Antes de acabar, ya de noche cerrada y nervioso por la presencia masiva de medios de comunicación nacionales e internacionales, el guardia civil dijo algo así como que se seguiría informando como se está haciendo (era la segunda comparecencia del día). Fue entonces cuando el amigo del padre de Julen que se acerca a cada rueda de prensa salió de allí diciendo (en referencia a los medios, no a la Guardia Civil) que estaban informando como su “puta madre”, y poco después siguió sus pasos una mujer, que hizo hincapié en lo mismo: “Que sigan informando como están informando, dice el tío”.

La escena es una foto fija del momento que se está viviendo en Totalán, donde definitivamente el show se ha comido al suceso. El seguimiento que a través de las redes y los medios se está haciendo de la desaparición de Julen ya provocó en los últimos días un esparcimiento inédito de cadenas de Whatsapp, fake news y rumores que difundían todo tipo de teorías. Muchas de ellas han llegado a los platós en forma de conjeturas sobre las que opinar bajo la fórmula de “si esto es verdad, entonces…”.

Desmentidos

Todo ello, que provocó en su momento una rueda de prensa del padre de Julen para decir que el niño sí se había caído al pozo, ha llevado también a la Guardia Civil a hacer desmentidos sobre supuestas acusaciones que no se han realizado. En Totalán se pasa más tiempo esquivando mentiras que encontrando verdades. En Totalán nadie sabe si la noticia es el rescate o la noticia del rescate. En Totalán se ha producido un fenómeno curioso: la esperanza, cada vez menos, se ha ido convirtiendo en suspense, cada vez más.

La desesperanza de las últimas horas y las adversidades que han ido surgiendo en el rescate han hecho que las probabilidades de encontrar vivo a Julen sean ínfimas (de ahí que se hayan multiplicado las peticiones de plegarias y oraciones, y que en la noche del jueves en el pueblo tuviese lugar una vigilia que organizó Juan José Cortés, el padre de la niña Mari Luz Cortés, asesinada en 2008) y también ha puesto a funcionar todo tipo de conspiranoias surgidas desde cualquier foro. Todo eso ha llegado a la casa del pueblo que acoge a la familia y amigos de la familia de Julen, que siguen al minuto la información del rescate. Están enfadados e inquietos. Prueba de ello son los gritos, a las cinco de la tarde, del tío de Julen avisando de que en la televisión había escuchado que el rescate era inminente.

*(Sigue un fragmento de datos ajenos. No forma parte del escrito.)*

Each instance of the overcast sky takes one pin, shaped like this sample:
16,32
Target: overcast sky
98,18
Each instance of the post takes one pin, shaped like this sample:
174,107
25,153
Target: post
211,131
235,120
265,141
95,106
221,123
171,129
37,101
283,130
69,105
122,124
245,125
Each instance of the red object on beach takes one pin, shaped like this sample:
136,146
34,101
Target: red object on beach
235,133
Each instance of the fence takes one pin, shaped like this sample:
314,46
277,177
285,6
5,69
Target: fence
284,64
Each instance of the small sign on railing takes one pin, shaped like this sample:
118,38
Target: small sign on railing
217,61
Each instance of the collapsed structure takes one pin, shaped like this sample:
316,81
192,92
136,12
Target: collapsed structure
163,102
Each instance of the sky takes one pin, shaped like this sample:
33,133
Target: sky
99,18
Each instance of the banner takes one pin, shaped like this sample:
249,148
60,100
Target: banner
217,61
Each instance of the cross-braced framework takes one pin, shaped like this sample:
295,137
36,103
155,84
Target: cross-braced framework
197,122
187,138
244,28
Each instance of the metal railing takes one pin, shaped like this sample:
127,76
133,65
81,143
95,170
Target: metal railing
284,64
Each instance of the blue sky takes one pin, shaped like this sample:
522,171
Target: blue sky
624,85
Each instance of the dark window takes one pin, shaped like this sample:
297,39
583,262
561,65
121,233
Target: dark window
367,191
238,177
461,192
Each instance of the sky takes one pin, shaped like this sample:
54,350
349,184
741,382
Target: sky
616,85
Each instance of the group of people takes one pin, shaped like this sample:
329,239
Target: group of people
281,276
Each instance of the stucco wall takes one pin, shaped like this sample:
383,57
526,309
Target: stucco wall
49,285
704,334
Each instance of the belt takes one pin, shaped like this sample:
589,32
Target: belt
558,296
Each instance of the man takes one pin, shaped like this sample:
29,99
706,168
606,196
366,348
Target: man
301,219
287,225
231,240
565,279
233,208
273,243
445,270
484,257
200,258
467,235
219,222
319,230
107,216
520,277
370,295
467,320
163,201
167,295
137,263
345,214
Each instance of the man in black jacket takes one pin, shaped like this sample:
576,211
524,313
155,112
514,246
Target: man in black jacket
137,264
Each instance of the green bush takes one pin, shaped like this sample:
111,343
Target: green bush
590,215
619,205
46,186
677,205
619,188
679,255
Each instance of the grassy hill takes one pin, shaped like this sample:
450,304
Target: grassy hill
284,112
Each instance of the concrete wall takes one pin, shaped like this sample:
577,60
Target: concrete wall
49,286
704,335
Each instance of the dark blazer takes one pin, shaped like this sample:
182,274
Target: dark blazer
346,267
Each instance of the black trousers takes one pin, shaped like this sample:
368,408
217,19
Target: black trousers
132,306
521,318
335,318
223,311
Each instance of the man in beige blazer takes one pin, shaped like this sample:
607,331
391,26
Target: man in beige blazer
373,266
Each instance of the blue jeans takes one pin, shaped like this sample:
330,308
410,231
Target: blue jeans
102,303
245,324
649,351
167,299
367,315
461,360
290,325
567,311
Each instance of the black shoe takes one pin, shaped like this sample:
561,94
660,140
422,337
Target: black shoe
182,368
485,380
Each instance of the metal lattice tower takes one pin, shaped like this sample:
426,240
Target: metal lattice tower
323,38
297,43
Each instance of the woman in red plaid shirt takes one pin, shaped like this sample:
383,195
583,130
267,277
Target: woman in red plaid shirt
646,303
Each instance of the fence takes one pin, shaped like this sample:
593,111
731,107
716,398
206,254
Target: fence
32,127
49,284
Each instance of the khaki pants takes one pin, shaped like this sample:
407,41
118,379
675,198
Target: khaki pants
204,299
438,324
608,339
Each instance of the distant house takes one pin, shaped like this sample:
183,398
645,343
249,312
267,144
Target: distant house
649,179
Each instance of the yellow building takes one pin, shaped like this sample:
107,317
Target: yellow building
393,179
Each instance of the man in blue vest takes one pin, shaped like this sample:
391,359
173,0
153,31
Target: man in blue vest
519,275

Fue una falsa alarma, como todas las que tienen que ver con la celeridad en los trabajos para encontrar a Julen. Los mineros avanzaron poquísimo de madrugada (un metro y medio) y siguieron avanzando muy poco, centímetro a centímetro, a lo largo de todo el día. Tienen que cavar cuatro metros. Se encontraron con los peores materiales, entre ellos la cuarcita, obstáculos que en su trabajo resuelven con cargas de dinamita pero que aquí ha tenido que solventar la Guardia Civil, con precisión quirúrgica, con microvoladuras que agrietasen una piedra imposible de machacar con el martillo neumático.

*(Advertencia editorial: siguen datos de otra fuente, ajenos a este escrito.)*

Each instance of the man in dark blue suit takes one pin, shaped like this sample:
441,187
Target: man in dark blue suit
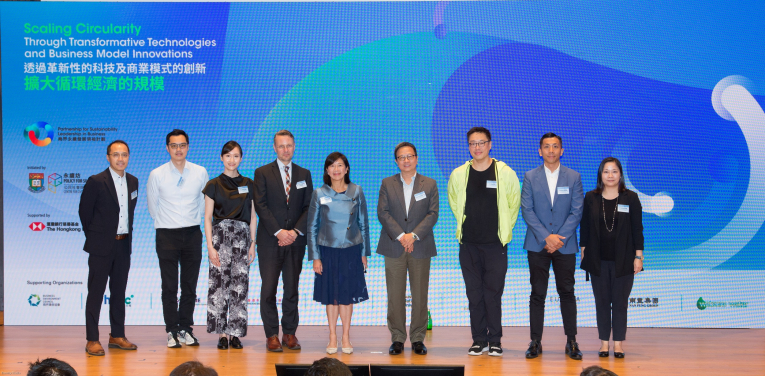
551,203
106,212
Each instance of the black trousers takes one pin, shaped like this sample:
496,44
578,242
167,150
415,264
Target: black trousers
287,262
484,268
611,298
539,270
113,269
179,246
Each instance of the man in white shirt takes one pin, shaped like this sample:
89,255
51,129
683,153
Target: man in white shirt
106,211
176,204
551,203
282,196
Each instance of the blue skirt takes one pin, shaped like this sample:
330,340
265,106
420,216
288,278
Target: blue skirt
342,280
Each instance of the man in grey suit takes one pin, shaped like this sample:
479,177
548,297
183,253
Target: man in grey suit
408,211
551,204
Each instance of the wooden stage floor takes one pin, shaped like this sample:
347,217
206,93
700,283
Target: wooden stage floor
649,351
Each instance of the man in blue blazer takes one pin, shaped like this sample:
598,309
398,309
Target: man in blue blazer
107,205
551,203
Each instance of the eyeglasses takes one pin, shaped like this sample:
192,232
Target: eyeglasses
477,143
409,157
178,146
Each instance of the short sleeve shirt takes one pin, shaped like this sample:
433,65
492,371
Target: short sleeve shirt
232,196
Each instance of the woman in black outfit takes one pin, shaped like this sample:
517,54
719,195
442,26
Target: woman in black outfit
611,232
230,225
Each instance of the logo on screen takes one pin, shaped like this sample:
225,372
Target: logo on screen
40,133
54,180
128,300
37,226
36,184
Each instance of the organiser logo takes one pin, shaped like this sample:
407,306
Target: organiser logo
37,226
54,180
34,300
36,182
40,134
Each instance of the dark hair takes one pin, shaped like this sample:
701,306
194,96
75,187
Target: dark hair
596,371
550,135
176,132
193,368
332,158
328,367
599,186
50,367
403,145
229,147
284,132
479,130
109,148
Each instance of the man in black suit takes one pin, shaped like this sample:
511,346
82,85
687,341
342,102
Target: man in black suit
282,197
106,212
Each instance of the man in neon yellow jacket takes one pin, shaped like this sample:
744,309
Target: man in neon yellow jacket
484,195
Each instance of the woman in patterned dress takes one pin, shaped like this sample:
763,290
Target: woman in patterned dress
230,230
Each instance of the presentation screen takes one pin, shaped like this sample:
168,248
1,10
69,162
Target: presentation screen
674,90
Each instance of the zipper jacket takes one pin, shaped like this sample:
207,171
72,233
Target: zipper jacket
508,198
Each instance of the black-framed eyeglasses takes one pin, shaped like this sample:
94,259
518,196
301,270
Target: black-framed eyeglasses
178,146
409,157
477,143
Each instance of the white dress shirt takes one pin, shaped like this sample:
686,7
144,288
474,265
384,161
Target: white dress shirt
283,175
408,188
176,200
284,184
120,183
552,181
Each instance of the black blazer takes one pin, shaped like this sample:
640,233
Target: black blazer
100,212
274,213
629,233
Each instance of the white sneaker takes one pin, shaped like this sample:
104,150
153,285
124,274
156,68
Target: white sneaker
188,338
172,340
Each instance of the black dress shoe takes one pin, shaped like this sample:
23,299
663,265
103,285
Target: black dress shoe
223,343
572,349
396,348
236,343
535,348
419,348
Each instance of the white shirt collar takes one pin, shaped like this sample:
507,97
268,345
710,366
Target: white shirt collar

No, a las cinco de la tarde el rescate del pequeño Julen no era “inminente”, como no lo era cuando empezó a caer la noche en este pueblo conmocionado. La previsión del tiempo que llevaría el trabajo a mano (unas 20-24 horas), se fulminó. Como se fulminaron todos los plazos en cuanto comenzó el rescate. Desde el primer día, todo lo que podía ir mal en el rescate de Julen, ha ido peor.